The lame title of Parental Guidance offers an accurate indication of its contents: generic, thoughtless and forgettable. For now, it lingers at the cineplexes — a lump of coal in their holiday stockings.
Billy Crystal and Bette Midler headline as Artie and Diane Decker, the “other grandparents” who agree to an eleventh-hour request to babysit their daughter’s three kids while she and her husband go off on a work vacation. Marisa Tomei and Tom Everett Scott play the helicopter parents who would rather say “consider the consequences” than “no.” Artie is perplexed by their style of micromanaging and coddling. He’s clearly on to something, as their kids are a knot of psychological issues.
Those issues are met by Artie’s over-the-top exasperation, groan-worthy one-liners, and physical comedy. Little of it is funny; much is embarrassing. During a classical music performance, he scrambles on hands and knees after the youngest grandkid. After a baseball bat to the family jewels, he upchucks his lunch on a Little Leaguer. Midler is spared these indignities, while Tomei lingers via a transparent plot device that gives her more screen time to wear her pained expressions and complain that her parents aren’t up to the task.

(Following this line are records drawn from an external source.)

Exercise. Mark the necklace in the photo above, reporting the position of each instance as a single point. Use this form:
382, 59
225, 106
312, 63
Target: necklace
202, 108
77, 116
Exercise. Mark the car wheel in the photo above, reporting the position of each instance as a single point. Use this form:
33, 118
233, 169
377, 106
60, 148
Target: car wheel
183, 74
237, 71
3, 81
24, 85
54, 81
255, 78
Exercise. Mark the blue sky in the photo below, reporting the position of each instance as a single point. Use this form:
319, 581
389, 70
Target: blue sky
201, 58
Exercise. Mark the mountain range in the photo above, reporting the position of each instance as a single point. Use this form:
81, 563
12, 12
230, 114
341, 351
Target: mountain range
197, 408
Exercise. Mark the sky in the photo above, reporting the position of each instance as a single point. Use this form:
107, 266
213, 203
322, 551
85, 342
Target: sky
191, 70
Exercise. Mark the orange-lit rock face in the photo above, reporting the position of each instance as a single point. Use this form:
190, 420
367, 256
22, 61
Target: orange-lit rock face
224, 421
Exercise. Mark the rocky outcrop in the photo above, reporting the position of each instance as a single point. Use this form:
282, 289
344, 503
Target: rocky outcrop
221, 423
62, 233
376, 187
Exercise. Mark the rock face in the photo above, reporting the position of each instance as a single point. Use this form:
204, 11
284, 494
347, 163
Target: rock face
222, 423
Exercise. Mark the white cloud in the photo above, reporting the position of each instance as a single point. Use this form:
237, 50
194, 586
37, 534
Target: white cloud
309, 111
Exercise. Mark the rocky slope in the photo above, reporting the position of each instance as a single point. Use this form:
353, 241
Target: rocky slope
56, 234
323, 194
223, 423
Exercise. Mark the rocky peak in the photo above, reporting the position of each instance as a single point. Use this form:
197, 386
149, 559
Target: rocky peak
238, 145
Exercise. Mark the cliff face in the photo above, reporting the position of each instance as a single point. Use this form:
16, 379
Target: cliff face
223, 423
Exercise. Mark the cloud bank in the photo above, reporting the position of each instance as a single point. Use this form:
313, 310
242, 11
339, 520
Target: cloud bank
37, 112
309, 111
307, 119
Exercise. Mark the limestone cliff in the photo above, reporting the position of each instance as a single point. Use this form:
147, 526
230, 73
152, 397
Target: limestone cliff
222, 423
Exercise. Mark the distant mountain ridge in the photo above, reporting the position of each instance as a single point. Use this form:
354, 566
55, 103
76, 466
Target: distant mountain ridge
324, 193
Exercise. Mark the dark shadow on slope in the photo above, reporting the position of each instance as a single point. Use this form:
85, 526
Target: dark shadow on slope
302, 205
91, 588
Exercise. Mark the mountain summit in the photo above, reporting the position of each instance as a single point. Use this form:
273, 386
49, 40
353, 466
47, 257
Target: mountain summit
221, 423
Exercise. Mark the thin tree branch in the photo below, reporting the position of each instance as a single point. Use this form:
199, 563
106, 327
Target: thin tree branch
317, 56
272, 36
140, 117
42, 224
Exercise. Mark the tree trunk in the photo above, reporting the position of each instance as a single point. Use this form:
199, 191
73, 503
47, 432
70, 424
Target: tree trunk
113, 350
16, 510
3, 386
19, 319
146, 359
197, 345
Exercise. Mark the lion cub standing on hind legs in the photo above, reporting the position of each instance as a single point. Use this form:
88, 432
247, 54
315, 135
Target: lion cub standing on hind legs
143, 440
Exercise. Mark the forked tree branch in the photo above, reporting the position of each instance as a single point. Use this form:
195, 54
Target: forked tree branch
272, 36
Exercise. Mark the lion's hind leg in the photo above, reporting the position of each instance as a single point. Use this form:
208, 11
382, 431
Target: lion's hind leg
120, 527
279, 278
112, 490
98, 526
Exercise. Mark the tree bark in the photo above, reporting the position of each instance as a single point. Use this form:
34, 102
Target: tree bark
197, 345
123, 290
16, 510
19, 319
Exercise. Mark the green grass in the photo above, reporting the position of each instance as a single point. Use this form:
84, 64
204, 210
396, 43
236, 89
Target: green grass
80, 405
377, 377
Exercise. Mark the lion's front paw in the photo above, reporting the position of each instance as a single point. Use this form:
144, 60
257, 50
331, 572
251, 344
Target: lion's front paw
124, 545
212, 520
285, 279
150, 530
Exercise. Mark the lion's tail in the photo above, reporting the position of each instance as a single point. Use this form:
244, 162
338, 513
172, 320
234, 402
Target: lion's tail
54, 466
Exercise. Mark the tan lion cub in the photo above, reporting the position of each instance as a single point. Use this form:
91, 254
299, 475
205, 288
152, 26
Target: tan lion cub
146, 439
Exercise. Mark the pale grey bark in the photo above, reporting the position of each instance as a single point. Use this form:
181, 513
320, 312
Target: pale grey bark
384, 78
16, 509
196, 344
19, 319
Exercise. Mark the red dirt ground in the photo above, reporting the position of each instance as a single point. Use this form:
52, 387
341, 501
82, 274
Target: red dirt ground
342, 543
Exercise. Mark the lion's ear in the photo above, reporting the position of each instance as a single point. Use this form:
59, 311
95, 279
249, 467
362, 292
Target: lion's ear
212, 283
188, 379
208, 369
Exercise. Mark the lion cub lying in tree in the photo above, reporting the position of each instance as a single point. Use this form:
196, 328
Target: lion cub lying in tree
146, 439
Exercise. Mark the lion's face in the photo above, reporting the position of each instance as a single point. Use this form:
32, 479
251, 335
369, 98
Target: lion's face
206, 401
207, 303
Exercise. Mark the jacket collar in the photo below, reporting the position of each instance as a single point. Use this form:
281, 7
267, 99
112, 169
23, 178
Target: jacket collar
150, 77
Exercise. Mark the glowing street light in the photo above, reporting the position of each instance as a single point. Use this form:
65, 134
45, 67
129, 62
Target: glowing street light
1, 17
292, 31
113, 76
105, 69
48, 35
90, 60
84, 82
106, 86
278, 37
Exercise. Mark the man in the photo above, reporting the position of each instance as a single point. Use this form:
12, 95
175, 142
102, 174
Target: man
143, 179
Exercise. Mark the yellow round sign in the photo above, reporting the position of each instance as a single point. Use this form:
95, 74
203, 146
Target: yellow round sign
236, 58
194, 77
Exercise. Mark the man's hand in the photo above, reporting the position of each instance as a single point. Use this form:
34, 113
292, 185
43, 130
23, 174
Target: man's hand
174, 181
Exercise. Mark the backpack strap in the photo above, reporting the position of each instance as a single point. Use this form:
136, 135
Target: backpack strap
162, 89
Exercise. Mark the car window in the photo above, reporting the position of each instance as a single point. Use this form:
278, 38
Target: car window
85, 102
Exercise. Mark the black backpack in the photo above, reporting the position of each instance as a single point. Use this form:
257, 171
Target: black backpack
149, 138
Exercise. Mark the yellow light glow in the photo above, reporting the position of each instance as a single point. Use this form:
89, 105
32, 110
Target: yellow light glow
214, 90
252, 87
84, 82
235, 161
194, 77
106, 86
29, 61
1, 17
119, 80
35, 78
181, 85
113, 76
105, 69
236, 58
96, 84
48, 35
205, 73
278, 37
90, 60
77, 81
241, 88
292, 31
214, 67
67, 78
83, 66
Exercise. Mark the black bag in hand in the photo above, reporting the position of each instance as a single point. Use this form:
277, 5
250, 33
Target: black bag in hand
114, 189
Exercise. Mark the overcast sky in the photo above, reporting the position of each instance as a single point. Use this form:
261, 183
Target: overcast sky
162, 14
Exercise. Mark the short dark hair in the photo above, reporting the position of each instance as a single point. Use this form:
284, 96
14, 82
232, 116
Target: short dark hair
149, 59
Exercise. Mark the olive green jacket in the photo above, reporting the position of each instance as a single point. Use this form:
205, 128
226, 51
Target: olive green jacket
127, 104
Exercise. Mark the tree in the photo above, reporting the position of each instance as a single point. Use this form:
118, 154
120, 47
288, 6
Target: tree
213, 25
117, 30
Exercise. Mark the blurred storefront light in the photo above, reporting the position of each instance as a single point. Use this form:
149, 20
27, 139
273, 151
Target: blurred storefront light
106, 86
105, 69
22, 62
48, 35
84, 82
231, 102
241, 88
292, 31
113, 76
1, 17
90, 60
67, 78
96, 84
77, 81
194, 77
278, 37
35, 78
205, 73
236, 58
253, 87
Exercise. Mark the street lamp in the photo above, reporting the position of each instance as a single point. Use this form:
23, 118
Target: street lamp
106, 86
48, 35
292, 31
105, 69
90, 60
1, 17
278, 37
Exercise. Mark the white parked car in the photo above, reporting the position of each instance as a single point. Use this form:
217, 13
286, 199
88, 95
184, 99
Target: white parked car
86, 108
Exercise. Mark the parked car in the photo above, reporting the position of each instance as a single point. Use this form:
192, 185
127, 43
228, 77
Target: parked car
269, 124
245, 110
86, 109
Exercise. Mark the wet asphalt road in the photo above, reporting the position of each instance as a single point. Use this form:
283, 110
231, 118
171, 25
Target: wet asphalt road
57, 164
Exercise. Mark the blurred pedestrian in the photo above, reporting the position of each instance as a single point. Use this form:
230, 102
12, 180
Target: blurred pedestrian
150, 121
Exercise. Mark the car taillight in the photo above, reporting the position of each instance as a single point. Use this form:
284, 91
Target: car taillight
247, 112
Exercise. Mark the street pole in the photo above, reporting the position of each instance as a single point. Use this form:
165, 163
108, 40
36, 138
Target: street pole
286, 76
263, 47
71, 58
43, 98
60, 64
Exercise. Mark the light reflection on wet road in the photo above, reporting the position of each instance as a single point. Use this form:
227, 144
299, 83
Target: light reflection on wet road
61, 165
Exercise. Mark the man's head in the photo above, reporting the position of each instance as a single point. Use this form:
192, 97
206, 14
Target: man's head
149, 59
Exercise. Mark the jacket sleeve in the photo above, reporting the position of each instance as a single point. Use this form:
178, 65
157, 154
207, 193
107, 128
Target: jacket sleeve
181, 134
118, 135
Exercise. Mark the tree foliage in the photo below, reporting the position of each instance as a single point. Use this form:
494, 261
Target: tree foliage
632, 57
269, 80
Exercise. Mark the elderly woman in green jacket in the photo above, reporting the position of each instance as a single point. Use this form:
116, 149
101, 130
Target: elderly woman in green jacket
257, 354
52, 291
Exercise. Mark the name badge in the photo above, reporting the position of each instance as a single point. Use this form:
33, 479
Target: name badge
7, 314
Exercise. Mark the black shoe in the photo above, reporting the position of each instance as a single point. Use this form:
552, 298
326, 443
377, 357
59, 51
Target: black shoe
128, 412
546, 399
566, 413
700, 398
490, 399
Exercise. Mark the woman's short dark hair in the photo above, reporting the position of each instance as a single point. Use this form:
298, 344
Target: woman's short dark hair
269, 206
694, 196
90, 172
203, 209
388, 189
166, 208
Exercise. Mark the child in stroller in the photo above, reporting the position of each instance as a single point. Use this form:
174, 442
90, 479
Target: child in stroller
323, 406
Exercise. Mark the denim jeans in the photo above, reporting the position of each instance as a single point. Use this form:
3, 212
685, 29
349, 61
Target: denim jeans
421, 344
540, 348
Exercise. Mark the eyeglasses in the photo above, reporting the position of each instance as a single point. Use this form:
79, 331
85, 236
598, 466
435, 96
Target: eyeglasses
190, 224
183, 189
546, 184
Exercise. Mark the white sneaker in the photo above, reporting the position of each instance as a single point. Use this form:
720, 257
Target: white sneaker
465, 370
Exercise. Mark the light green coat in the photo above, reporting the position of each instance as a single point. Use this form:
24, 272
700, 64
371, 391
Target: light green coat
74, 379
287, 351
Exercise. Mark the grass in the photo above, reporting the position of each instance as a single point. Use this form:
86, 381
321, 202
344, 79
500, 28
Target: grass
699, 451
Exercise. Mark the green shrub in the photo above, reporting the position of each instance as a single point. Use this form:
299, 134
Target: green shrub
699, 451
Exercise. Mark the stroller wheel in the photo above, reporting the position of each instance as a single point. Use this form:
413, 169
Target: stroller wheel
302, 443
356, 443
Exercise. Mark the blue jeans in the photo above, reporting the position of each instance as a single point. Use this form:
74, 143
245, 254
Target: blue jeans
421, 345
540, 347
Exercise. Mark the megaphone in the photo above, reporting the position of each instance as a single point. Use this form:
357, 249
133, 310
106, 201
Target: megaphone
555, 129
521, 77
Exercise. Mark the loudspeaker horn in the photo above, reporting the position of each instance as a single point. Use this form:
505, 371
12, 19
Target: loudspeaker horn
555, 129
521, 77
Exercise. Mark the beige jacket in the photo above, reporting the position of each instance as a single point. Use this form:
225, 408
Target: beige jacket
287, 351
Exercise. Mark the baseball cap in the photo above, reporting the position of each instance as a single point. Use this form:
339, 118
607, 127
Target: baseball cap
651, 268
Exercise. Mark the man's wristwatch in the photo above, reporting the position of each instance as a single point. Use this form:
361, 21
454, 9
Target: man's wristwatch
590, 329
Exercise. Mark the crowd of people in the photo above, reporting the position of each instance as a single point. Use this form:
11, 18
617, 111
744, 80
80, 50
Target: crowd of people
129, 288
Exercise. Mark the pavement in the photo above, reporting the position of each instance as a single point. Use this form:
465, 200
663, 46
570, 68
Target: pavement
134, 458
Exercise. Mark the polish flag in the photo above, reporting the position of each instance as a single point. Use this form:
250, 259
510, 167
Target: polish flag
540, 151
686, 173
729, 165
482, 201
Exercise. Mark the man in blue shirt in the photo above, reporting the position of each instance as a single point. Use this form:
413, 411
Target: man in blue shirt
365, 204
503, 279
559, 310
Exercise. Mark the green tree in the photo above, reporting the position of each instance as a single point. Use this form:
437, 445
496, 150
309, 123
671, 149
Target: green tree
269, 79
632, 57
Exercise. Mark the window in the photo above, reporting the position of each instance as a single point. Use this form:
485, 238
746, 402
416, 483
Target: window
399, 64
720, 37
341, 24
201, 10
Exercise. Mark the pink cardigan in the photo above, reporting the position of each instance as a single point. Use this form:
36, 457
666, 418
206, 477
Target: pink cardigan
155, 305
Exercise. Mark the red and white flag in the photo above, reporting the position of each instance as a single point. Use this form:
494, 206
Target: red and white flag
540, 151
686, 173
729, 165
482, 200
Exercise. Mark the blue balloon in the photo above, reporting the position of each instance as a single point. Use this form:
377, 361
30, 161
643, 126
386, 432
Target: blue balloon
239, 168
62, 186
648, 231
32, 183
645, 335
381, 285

Parental Guidance shares the same fundamental flaw as the worst, laziest comedies – they beg for laughs by piling on the outrageous circumstances: the redhaired moppet of the clan takes a leak from the top of a skateboard ramp; the kids, upon having their first bites of cake, turn into sugar-addled monsters. The problem is that when insanity is met with insanity, humor loses. Movies set up like this don’t need Jerry Lewis as comic foil. They need W.C. Fields.
Besides the strain for laughs, the most memorable thing about Parental Guidance is its execrable need to have the younger generation pay tribute to Artie’s nostalgia. Artie gives the middle grandkid a recording of the final call from the 1951 pennant race between the Dodgers and Giants. Miracle of miracles, it ends up curing him of his stutter, as evidenced when he takes to the stage of his sister’s music recital and leaves the house misty-eyed with his play-by-play. Grandma and grandpa discover their daughter has programmed “Book of Love” into a playlist, leading to a wholly unnecessary and uninspiring Crystal/Midler duet in the kitchen. When they finally bond with the kids, it’s over that hoariest of ancient past times, kick the can.
A better film, one still commercially inclined, would have found a way to merge Artie’s old-school sensibilities with his daughter’s desire to instill a positive mental framework in her kids. That would have helped bring the holiday “feel good” Parental Guidance wants to give its audience. An even better movie would have bothered being funny.